I hereby take your creative license:
Overly Dramatic/Excited Writer
I can’t believe he did this to me! What am I going to do?!!!
See, it all started when he didn’t show up for wedding rehearsal. I mean, we met in, what, 1996? Or was it 1998? Anyway, two days ago he decided he didn’t like his tux. Then he didn’t like his best man. Actually, he swung a blow at him two weeks ago, no, that was in January, or some time around the Super Bowl. He was drunk and livid that his team lost. I don’t remember which team. I haven’t even told you who “he” is, have I? His name is Brad. But back to what I was saying about wedding rehearsal….
The Telling You Instead of Showing You Writer
(Of course you could read the above example, but for fun’s sake…) Susan is angry, and slightly crazy.

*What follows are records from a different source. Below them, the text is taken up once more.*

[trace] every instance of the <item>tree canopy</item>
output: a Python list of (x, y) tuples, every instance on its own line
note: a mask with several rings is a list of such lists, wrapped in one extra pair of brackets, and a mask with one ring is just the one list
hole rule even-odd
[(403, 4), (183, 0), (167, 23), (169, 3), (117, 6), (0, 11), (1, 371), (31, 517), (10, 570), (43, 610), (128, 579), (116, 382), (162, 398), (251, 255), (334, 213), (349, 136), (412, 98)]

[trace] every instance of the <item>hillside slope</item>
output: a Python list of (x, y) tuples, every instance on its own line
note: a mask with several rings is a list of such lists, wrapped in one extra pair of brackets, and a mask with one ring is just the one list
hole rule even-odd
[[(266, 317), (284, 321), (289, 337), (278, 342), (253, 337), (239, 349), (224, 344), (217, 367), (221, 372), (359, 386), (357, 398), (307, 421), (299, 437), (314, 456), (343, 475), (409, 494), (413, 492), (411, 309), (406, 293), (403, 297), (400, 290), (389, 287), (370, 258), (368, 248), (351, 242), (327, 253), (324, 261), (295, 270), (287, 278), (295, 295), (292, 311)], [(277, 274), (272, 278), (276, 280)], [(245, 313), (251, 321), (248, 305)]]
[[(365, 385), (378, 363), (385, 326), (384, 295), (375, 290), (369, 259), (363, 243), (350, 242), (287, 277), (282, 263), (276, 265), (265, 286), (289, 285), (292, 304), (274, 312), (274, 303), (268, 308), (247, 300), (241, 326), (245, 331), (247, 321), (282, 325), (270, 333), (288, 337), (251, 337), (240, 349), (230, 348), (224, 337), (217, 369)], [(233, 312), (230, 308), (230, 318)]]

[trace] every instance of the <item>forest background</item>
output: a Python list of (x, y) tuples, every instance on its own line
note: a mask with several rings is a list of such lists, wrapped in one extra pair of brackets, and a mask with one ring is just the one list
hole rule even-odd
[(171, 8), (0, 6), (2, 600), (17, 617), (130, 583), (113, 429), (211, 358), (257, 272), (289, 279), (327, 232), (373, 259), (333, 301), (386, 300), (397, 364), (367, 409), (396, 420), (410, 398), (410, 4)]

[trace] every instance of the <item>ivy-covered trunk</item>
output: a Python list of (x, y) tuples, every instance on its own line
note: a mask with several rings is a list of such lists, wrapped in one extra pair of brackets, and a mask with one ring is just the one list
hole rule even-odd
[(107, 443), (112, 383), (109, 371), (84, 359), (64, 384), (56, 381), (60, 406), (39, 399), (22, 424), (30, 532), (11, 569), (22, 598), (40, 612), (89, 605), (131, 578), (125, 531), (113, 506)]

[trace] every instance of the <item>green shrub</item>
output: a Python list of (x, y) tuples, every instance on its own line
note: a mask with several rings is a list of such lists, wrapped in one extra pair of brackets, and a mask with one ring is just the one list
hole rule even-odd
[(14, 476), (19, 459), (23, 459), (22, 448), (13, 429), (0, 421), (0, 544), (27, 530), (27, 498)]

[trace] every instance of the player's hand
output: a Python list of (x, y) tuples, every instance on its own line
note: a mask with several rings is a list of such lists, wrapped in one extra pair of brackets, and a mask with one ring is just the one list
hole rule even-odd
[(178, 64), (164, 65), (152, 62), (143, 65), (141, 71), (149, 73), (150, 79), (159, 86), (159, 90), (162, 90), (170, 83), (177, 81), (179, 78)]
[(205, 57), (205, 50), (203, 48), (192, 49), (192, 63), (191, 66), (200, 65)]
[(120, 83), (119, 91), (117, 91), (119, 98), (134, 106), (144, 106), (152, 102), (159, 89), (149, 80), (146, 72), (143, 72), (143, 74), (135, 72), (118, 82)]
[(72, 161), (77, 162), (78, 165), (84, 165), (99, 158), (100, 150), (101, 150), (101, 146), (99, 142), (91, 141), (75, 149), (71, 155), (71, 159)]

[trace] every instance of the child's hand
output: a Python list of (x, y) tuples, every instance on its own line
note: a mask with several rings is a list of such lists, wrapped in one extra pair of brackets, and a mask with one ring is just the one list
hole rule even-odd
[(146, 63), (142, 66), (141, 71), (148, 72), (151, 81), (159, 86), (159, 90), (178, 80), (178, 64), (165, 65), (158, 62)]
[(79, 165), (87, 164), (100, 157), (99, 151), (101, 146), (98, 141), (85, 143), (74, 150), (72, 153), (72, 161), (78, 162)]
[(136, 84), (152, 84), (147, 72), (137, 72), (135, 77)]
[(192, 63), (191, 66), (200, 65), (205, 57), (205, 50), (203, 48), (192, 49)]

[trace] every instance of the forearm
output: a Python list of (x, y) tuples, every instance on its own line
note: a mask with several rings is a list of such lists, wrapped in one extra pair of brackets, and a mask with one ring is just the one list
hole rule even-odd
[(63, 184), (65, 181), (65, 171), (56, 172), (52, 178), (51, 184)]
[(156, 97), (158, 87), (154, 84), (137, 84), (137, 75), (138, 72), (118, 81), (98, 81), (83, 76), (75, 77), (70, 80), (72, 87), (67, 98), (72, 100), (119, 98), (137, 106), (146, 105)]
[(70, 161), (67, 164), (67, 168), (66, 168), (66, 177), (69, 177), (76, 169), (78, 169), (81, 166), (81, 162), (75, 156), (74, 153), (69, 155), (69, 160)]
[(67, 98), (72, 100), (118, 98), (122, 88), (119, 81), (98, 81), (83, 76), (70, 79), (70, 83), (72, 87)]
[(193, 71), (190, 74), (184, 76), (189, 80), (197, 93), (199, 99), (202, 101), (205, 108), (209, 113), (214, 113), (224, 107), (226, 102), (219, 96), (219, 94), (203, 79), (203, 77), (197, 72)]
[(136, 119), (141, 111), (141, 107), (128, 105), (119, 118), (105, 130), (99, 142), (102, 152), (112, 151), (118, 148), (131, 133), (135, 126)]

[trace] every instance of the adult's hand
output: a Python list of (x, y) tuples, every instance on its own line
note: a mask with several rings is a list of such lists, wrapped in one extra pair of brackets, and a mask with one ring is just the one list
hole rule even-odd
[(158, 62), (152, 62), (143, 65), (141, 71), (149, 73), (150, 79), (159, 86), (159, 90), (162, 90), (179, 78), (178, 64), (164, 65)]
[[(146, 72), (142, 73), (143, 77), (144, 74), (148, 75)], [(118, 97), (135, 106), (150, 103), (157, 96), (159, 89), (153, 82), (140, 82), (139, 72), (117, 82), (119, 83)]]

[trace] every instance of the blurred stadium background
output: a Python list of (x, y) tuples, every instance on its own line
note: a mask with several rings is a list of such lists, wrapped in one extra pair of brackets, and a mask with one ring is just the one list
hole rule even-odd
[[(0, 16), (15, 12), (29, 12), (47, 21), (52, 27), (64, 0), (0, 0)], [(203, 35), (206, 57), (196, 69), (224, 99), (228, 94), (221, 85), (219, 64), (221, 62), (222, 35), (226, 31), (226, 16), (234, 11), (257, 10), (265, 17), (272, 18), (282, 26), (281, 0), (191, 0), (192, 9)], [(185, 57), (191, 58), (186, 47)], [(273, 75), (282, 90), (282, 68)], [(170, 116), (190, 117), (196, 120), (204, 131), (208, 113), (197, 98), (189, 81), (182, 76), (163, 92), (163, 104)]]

The Grammatically Challenged Writer
It is I who said, just the other night, something ain’t right wit Brad. He my fiance. Me and him supposed to be getting married tomorrow but he seems to be missing and I ain’t been able to find him nowheres.
This is stoopid. Brad’s emmbarrassing me on the most impotent day of my life.
I angrily stomp outside, grab my cellphone, and quickly text Brad. It is precisely six o’clock. Unfortunately, he’s acting irresponsibly. Why isn’t he answering my calls. I try again, more urgently this time.
The Combo Adverb/Adjective Abuser
The air is hot and humid and dreary and misty and stifling, and I feel scared and used, as though the entire, family-filled sanctuary is laughing secretly, quietly, at me.
The raindrops slide down the mosaic windows like tear drops from my eyes. I stand alone at the altar like a ship abandoned at sea. I am to pain as knife is to flesh. I am dead.